In desperation, she dialed 411. To her surprise, it worked; an operator connected her to Community Land Trust, which runs a home repair program. She was eligible for a federal grant, and this spring, contractors showed up to fix the roof. For the first time in months, she wasn’t worried when it rained.
“It felt very liberating,” she said.
The grant also requires the Community Land Trust to fix all code violations. It’s an awkward requirement because in many cases, homeowners don’t even know there are violations, said Bev Burnett, executive director of the group.
Robinson was sleeping in a basement “bedroom suite” with a master bedroom and bathroom — but no windows large enough to climb out of if there was a fire. That’s a major safety hazard. Doors can often be blocked by a fire, so bedrooms must also have an escape window.
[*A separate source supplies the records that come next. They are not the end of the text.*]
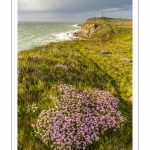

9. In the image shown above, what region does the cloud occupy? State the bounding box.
[18,0,132,12]
[18,0,132,21]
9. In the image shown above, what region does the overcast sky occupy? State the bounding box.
[18,0,132,22]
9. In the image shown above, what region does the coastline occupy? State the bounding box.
[18,30,80,53]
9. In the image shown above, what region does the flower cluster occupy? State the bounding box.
[18,56,24,59]
[31,103,38,113]
[55,63,68,71]
[32,84,125,150]
[18,69,20,74]
[32,55,41,59]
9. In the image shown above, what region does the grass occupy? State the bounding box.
[18,18,132,150]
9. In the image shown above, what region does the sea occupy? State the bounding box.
[18,21,81,51]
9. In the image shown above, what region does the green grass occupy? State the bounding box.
[18,18,132,150]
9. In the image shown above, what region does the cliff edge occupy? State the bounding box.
[73,17,130,39]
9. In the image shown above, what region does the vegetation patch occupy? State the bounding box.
[32,84,126,150]
[18,18,132,150]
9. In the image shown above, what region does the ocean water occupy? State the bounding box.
[18,22,80,51]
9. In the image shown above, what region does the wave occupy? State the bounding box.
[72,24,79,27]
[53,30,79,41]
[18,22,80,51]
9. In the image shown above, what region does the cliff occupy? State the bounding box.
[73,17,127,39]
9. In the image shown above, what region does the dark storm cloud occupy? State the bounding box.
[18,0,132,21]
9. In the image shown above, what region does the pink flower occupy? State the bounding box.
[32,84,126,149]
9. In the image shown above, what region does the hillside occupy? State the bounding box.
[18,18,132,150]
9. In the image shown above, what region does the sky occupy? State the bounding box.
[18,0,132,22]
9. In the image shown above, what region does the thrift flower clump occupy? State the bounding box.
[31,103,38,113]
[32,84,126,150]
[55,63,68,71]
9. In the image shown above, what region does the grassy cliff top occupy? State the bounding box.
[80,17,132,27]
[18,18,132,150]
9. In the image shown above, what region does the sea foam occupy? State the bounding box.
[54,30,78,41]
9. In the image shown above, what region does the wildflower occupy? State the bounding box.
[32,84,126,150]
[18,56,24,59]
[55,63,68,71]
[31,124,35,127]
[31,103,38,113]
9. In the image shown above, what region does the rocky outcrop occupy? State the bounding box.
[101,50,112,54]
[73,17,114,38]
[120,58,132,64]
[73,23,98,37]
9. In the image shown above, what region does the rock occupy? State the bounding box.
[101,50,112,54]
[129,96,132,102]
[73,23,100,38]
[120,58,131,63]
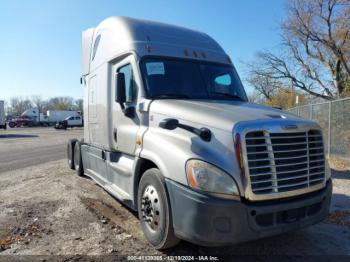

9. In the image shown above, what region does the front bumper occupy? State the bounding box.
[165,179,332,246]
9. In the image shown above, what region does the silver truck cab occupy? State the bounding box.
[67,16,332,249]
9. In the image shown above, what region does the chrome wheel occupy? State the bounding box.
[138,169,180,249]
[141,185,161,231]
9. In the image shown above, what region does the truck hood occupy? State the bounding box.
[149,99,301,131]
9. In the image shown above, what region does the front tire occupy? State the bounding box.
[137,168,180,250]
[74,141,84,176]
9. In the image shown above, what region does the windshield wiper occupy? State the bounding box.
[152,94,190,99]
[213,92,244,101]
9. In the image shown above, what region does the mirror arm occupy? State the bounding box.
[159,118,211,142]
[177,124,211,142]
[122,105,135,118]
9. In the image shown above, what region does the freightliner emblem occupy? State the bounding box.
[282,125,298,130]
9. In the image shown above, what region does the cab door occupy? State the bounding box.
[111,56,141,155]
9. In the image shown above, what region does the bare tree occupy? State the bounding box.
[47,97,75,110]
[247,90,268,104]
[31,95,48,121]
[74,99,83,113]
[31,95,45,111]
[246,74,286,100]
[5,96,82,116]
[246,0,350,100]
[8,97,33,116]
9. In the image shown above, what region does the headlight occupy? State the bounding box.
[186,159,240,197]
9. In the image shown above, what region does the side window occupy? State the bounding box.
[91,34,101,61]
[118,64,135,103]
[215,74,231,86]
[75,116,81,120]
[68,116,74,120]
[214,73,232,93]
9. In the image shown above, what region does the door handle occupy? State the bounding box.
[113,128,117,142]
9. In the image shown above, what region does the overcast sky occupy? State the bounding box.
[0,0,285,101]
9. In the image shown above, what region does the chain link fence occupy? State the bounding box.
[288,98,350,163]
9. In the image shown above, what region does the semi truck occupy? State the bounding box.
[9,109,80,127]
[0,100,6,129]
[67,17,332,249]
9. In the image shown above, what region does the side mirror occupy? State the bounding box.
[115,72,126,107]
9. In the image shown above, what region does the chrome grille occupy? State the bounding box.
[245,130,325,195]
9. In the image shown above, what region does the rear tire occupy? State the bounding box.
[67,139,77,169]
[74,141,84,176]
[137,168,180,250]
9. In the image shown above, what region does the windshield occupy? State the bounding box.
[141,58,247,101]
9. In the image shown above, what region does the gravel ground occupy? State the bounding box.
[0,128,349,260]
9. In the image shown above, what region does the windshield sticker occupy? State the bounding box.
[146,62,165,75]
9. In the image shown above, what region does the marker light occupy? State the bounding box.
[234,133,244,169]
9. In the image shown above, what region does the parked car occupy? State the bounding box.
[67,17,332,249]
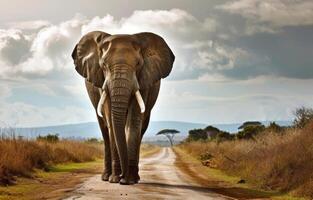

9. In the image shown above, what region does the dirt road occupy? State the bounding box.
[64,148,233,200]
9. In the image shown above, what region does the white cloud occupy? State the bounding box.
[0,9,217,80]
[182,40,213,49]
[6,20,51,30]
[81,15,117,34]
[0,101,95,127]
[217,0,313,33]
[0,84,11,99]
[64,83,88,97]
[195,42,249,70]
[0,29,27,41]
[197,73,232,82]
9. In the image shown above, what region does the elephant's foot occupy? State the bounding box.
[128,175,139,184]
[101,165,111,181]
[119,177,131,185]
[129,166,140,184]
[109,174,121,183]
[109,162,121,183]
[101,171,111,181]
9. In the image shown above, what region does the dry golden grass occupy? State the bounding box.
[140,143,161,158]
[179,121,313,199]
[0,138,102,185]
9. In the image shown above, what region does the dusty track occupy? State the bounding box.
[64,148,232,200]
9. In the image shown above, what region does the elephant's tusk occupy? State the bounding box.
[135,90,145,113]
[97,90,107,117]
[97,80,108,117]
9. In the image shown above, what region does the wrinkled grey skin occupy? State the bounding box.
[72,31,175,185]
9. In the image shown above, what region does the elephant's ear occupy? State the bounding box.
[135,32,175,89]
[72,31,110,88]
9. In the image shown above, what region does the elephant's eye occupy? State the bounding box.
[134,60,141,67]
[136,59,143,68]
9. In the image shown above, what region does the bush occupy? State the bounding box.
[86,138,101,143]
[266,122,284,133]
[186,129,208,142]
[236,125,265,139]
[37,134,59,143]
[293,106,313,128]
[214,131,235,142]
[238,121,262,129]
[185,126,233,143]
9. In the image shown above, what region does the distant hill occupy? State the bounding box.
[2,120,292,140]
[146,121,206,136]
[12,122,101,139]
[5,121,206,139]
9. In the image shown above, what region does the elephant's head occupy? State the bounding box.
[71,31,175,183]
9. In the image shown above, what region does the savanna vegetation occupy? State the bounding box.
[179,107,313,199]
[0,133,103,186]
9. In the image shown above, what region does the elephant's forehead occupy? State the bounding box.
[104,34,137,43]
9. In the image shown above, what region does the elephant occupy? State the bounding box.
[71,31,175,185]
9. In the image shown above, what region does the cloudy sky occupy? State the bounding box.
[0,0,313,127]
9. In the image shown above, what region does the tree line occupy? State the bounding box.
[156,106,313,145]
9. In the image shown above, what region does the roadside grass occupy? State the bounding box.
[178,121,313,199]
[0,160,103,200]
[175,147,245,184]
[0,142,160,200]
[47,159,103,173]
[0,138,103,185]
[175,147,306,200]
[140,143,161,158]
[0,178,38,200]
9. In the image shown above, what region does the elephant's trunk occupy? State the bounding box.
[109,70,133,183]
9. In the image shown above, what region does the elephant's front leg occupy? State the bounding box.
[103,100,121,183]
[126,99,143,184]
[108,130,122,183]
[97,116,111,181]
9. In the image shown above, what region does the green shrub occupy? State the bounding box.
[86,138,101,143]
[37,134,59,143]
[186,129,207,142]
[236,125,265,139]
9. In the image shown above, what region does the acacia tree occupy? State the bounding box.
[156,129,180,146]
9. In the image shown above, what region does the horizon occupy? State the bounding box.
[0,119,293,140]
[0,0,313,127]
[3,119,292,129]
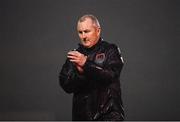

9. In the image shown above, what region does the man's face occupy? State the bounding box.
[77,18,101,48]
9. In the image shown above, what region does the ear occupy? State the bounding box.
[97,27,101,36]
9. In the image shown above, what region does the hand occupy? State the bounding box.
[67,51,87,67]
[76,65,84,74]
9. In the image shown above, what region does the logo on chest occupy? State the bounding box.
[95,53,106,64]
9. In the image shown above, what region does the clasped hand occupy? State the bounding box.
[67,50,87,73]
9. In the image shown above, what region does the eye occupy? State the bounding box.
[84,30,90,33]
[78,31,83,34]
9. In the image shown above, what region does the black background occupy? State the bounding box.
[0,0,180,120]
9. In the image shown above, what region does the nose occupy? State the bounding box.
[81,32,87,39]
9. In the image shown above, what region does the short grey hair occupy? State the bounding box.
[78,14,101,28]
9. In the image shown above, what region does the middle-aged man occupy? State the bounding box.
[59,14,124,121]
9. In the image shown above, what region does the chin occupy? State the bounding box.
[82,43,91,48]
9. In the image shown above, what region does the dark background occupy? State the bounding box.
[0,0,179,120]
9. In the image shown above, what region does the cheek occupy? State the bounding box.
[89,33,96,39]
[79,34,83,39]
[91,34,98,40]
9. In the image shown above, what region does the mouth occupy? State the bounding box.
[83,38,87,41]
[82,39,89,43]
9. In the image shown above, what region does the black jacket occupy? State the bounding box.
[59,38,124,121]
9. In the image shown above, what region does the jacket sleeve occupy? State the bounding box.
[83,44,124,85]
[59,59,86,93]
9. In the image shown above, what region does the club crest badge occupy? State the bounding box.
[95,53,106,64]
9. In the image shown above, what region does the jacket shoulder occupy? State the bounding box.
[101,41,123,61]
[101,41,120,52]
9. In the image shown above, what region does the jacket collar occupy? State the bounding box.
[78,38,103,53]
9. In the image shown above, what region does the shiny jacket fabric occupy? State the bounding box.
[59,39,124,121]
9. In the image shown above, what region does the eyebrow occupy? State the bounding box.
[78,29,90,33]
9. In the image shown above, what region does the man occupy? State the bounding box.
[59,14,124,121]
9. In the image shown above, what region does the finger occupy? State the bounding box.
[68,51,79,57]
[67,52,78,57]
[68,51,82,56]
[69,59,78,63]
[68,50,79,54]
[75,51,83,56]
[67,52,74,56]
[67,55,77,59]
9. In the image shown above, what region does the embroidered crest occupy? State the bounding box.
[95,53,105,64]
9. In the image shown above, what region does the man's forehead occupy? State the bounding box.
[77,19,94,30]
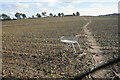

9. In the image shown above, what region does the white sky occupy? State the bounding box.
[1,0,119,18]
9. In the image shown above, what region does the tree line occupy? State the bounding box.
[0,12,80,20]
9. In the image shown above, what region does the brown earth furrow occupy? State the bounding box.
[82,17,109,78]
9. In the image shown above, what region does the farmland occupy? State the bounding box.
[87,16,119,61]
[2,16,119,79]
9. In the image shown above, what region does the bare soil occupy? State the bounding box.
[2,16,119,79]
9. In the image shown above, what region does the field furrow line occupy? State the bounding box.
[82,17,109,78]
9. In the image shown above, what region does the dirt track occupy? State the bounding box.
[80,17,120,79]
[82,17,110,78]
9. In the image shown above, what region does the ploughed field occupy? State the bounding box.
[87,16,119,61]
[2,16,119,78]
[86,16,119,78]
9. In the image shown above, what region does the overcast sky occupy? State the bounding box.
[0,0,119,18]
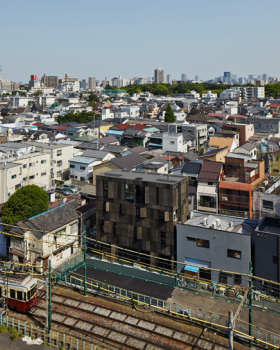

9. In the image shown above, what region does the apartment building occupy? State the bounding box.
[0,151,52,203]
[219,153,265,218]
[96,170,189,263]
[222,123,254,146]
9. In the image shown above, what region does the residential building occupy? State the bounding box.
[10,94,33,108]
[253,190,280,219]
[41,74,58,88]
[154,67,165,84]
[96,170,189,263]
[245,117,280,137]
[162,125,189,153]
[197,160,223,214]
[200,147,229,163]
[176,213,253,286]
[181,74,187,82]
[69,156,102,183]
[181,124,208,150]
[9,200,81,270]
[222,123,254,146]
[88,77,96,91]
[209,136,237,152]
[232,142,257,160]
[219,153,265,218]
[270,150,280,176]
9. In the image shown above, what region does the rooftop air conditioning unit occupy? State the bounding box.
[222,196,228,201]
[203,217,208,226]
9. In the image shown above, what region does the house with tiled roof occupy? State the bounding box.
[208,136,237,152]
[197,160,223,214]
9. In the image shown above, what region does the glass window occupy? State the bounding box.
[17,291,23,300]
[29,162,35,167]
[80,166,86,170]
[227,249,241,259]
[136,185,145,203]
[10,289,15,299]
[125,183,135,201]
[70,164,75,169]
[263,200,273,210]
[197,239,210,248]
[41,172,47,176]
[29,175,35,179]
[23,164,27,168]
[103,182,108,197]
[11,174,16,179]
[41,159,47,164]
[57,150,62,156]
[57,160,62,166]
[234,274,242,285]
[187,237,196,242]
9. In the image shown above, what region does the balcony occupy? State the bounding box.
[222,172,260,184]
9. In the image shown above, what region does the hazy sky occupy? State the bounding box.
[1,0,279,82]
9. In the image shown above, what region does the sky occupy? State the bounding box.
[1,0,280,83]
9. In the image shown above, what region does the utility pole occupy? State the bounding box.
[228,310,234,350]
[48,259,52,332]
[83,225,87,296]
[249,261,253,348]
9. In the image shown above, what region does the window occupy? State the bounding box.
[29,162,35,167]
[57,150,62,156]
[23,164,27,168]
[262,200,273,210]
[187,236,196,242]
[41,159,47,164]
[29,175,35,179]
[136,207,140,216]
[136,185,145,203]
[208,182,213,186]
[23,177,27,182]
[57,171,62,177]
[17,291,23,301]
[55,229,65,237]
[227,249,241,259]
[234,274,242,285]
[11,174,16,179]
[161,231,166,246]
[57,160,62,166]
[103,182,108,197]
[197,239,210,248]
[80,166,86,170]
[70,223,78,235]
[273,255,278,264]
[10,289,15,299]
[220,273,228,284]
[41,172,47,176]
[125,183,135,201]
[15,184,21,190]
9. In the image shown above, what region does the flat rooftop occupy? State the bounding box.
[98,169,186,184]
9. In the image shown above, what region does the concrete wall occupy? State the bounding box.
[176,223,251,286]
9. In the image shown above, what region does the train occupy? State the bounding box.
[0,275,38,313]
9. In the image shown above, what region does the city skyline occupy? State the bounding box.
[1,0,280,82]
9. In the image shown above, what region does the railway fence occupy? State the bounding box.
[0,313,106,350]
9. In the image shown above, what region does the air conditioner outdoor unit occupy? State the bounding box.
[222,196,228,201]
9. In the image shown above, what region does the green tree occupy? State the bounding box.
[164,104,176,123]
[1,185,49,226]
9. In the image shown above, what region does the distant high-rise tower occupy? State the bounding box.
[154,67,165,84]
[181,74,187,82]
[195,75,199,81]
[223,72,231,84]
[166,74,171,84]
[88,77,96,91]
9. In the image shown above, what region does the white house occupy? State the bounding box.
[69,156,102,182]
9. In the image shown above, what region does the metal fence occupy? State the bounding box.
[59,273,280,350]
[0,314,105,350]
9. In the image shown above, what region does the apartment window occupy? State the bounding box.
[262,200,273,210]
[57,160,62,166]
[273,255,278,264]
[197,239,210,248]
[187,236,196,242]
[80,177,85,181]
[136,207,140,216]
[15,184,21,190]
[23,177,27,181]
[234,274,242,285]
[227,249,241,259]
[55,229,65,237]
[57,171,62,177]
[11,174,16,179]
[220,273,228,285]
[41,172,47,176]
[161,231,166,246]
[70,223,78,235]
[80,166,86,170]
[103,182,108,197]
[23,164,27,168]
[70,164,75,169]
[136,185,145,203]
[125,183,135,201]
[29,162,35,167]
[29,175,35,179]
[208,182,213,186]
[57,150,62,156]
[41,159,47,164]
[170,141,175,145]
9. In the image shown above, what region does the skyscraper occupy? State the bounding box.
[154,67,165,84]
[223,72,231,84]
[166,74,171,84]
[88,77,96,91]
[181,74,187,82]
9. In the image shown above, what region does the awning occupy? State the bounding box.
[9,250,24,258]
[184,265,199,273]
[185,257,211,268]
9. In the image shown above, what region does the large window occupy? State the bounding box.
[199,195,216,208]
[103,182,108,197]
[227,249,241,259]
[196,239,210,248]
[263,200,273,210]
[125,183,135,201]
[136,185,145,203]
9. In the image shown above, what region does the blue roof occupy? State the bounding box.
[184,265,199,273]
[69,157,98,164]
[144,127,159,133]
[147,143,162,148]
[105,130,124,136]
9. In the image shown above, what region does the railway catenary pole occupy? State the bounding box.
[83,225,87,296]
[249,261,253,348]
[48,259,52,332]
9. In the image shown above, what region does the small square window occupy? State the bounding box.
[11,174,16,179]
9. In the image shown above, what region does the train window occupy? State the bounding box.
[0,287,2,297]
[10,289,15,299]
[28,291,30,300]
[31,286,36,297]
[24,292,26,301]
[17,291,23,301]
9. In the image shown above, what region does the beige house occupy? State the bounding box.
[9,200,81,271]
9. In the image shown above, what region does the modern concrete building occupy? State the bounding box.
[88,77,96,91]
[154,67,165,84]
[176,213,254,286]
[96,170,189,263]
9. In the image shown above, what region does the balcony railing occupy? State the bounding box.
[222,172,260,184]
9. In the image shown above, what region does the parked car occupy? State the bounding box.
[62,184,79,193]
[55,187,72,196]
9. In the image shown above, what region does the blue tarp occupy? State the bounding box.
[184,265,199,273]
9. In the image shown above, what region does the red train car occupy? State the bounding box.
[0,276,38,313]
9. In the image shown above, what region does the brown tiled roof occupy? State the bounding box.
[209,137,233,149]
[110,153,147,170]
[198,161,223,182]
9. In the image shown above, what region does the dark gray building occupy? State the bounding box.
[176,213,255,286]
[96,170,189,265]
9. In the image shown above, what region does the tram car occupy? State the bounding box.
[0,275,38,313]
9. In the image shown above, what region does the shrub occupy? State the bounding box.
[11,329,18,341]
[0,325,7,333]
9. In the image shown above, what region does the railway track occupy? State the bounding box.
[32,286,230,350]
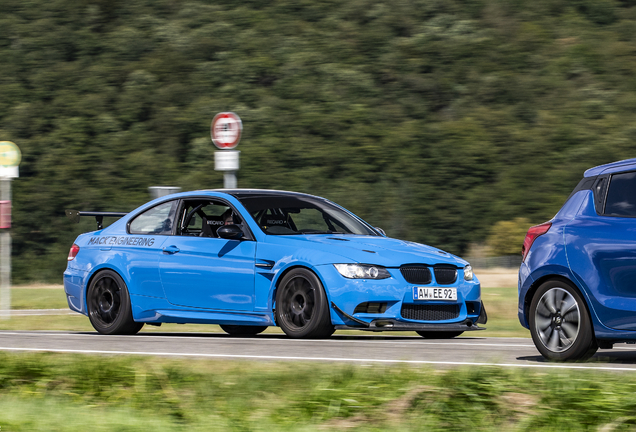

Robinson hadn’t given any thought to the possibility of a fire until inspectors found the problem. Contractors turned one of her tiny windows into a large one, letting in sun as well as potentially saving a life.
“They gave me an awesome egress window in my bedroom,” Robinson said. “I definitely felt safe there. That was the best feeling of the whole project, that window.”
The Repair Assistance Program is fixing 16 houses this year, which will use up the entire grant.
“Now the pressure is on the city to get us more money,” Burnett said.
She held a news conference to highlight the program because it’s mostly invisible.
“A lot of the houses chosen for the program don’t have a lot of exterior problems, so it’s hard to see,” she said.
But the repairs stabilize houses that would otherwise fall apart quickly. Structural problems and leaking roofs are the most common problems.
City officials are trying to get more money for the program now, calling it a “highly successful” way to help elderly, poor and new homeowners deal with major repairs. It’s yet another way homeownership is made easy in Schenectady, said Mayor Gary McCarthy, using the city’s marketing motto.
“There’s something for everybody,” he said.
The city will hold its third annual Homeownership Fair from 10 a.m. to 1 p.m. Sunday at City Hall, with 25 vendors to offer help with securing mortgages, finding houses and other parts of the home-buying process.
The monthly citywide open house will follow from 1 p.m. to 4 p.m. Sunday at locations posted on the city website, www.CityOfSchenectady.com.